Lack of documented cyber incidents
Spencer and Toley stated there have been no documented control system cyber incidents in the electric industry. This is in contrast to DOE publicly documenting 39 cyber events including cyber events in New Mexico and Oregon (https://www.controlglobal.com/blogs/unfettered/control-system-cyber-incidents-in-electric-and-other-sectors-are-frequent-often-impactful-but-not-reported). DOE also identified 150 cases of “Complete loss of monitoring or control capability at its staffed Bulk Electric System control center for 30 continuous minutes or more”. These are control system cyber incidents. The 150 is a conservative number because incidents that are less than 30 minutes or not at a staffed bulk electric control center wouldn’t meet the disclosure threshold. Eleven of these DOE-identified cases affected at least 80MW of load and one affected more than 130,000 customers. There have been confirmed cases where China and Russia have cyberattacked US electric control systems. In another case not addressed by DOE because power was not lost, a utility had their SCADA system targeted by hackers resulting in a SCADA system shutdown for 2 weeks. In support of the Idaho National Laboratory, I worked with the affected utility to quantify the economic impact of the cyberattack (details in my book). Overall, I have documented more than 500 control system cyber incidents in the electric industry.
Recommendations
- All control system cyber incidents, whether “known” malicious or unintentional, should be identified.
- Control system cyber security training that includes addressing field devices and systems interactions should be provided. The general training should be given to IT and OT network personnel and in more detail to control system engineers. Unfortunately, this type of training is not readily available. Training should address the different types of control system cyber incidents that have occurred.
- The security program should include monitoring of control system field devices.
Summary
Control system cyber incidents are real and impactful (more than 500 incidents in the electric industry).

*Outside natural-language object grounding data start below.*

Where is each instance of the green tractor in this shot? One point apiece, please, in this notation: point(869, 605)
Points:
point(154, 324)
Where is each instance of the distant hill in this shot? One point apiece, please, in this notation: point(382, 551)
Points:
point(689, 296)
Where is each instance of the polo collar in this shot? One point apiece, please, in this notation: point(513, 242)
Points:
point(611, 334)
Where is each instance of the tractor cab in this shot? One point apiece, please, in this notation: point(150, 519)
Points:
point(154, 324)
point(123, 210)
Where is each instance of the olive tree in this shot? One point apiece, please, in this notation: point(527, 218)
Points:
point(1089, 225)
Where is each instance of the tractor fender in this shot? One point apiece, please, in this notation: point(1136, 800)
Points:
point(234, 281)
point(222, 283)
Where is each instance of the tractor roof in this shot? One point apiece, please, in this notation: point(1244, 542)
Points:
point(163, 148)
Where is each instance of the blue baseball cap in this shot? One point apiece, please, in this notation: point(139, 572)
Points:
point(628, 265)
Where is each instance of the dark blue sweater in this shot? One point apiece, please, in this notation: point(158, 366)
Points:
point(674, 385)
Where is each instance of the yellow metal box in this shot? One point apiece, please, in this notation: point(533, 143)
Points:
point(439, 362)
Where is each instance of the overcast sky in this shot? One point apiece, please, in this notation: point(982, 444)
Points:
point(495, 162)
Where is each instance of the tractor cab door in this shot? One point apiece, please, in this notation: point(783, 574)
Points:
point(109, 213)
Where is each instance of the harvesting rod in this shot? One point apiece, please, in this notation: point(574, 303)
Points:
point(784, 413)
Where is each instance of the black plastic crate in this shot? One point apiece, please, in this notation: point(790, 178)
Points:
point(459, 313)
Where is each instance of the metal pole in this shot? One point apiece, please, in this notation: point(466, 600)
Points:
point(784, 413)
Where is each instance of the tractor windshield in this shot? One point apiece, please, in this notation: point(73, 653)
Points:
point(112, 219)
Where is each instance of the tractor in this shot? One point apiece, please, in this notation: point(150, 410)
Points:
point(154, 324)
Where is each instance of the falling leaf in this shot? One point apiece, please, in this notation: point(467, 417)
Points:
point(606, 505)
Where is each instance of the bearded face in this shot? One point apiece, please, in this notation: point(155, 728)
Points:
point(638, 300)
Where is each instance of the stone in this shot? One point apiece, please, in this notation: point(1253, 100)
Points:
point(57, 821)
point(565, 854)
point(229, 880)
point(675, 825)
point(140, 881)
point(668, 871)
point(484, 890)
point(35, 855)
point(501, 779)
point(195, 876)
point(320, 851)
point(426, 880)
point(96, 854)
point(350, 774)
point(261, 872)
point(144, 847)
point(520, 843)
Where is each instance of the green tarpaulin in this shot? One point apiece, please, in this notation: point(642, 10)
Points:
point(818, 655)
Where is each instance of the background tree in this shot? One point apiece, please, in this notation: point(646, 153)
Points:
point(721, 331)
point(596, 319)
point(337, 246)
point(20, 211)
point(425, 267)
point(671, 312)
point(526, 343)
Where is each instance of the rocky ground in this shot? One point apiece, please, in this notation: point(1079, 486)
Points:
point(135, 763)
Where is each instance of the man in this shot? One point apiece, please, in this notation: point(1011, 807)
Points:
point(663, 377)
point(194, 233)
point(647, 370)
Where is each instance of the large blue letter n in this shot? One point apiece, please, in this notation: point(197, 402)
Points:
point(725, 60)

To date, most of these incidents have not been identified as "cyber” because of lack of identified intent. When reporting and remediating a control system cyber incident, the intent isn’t as important as the impact of the incident - the basis of consequence-based engineering. Using techniques such as FMEAs can be valuable if all control system devices, networks, and scenarios are considered. However, the interconnectedness of utilities can require that FMEAs consider the impacts one utility can have on another. The discussions highlight the need for control system cyber security training that includes addressing field devices and systems interactions. Unfortunately, this type of training is not readily available. Moreover, the security program should include monitoring of control system field devices which are currently outside the scope of the NERC CIPs.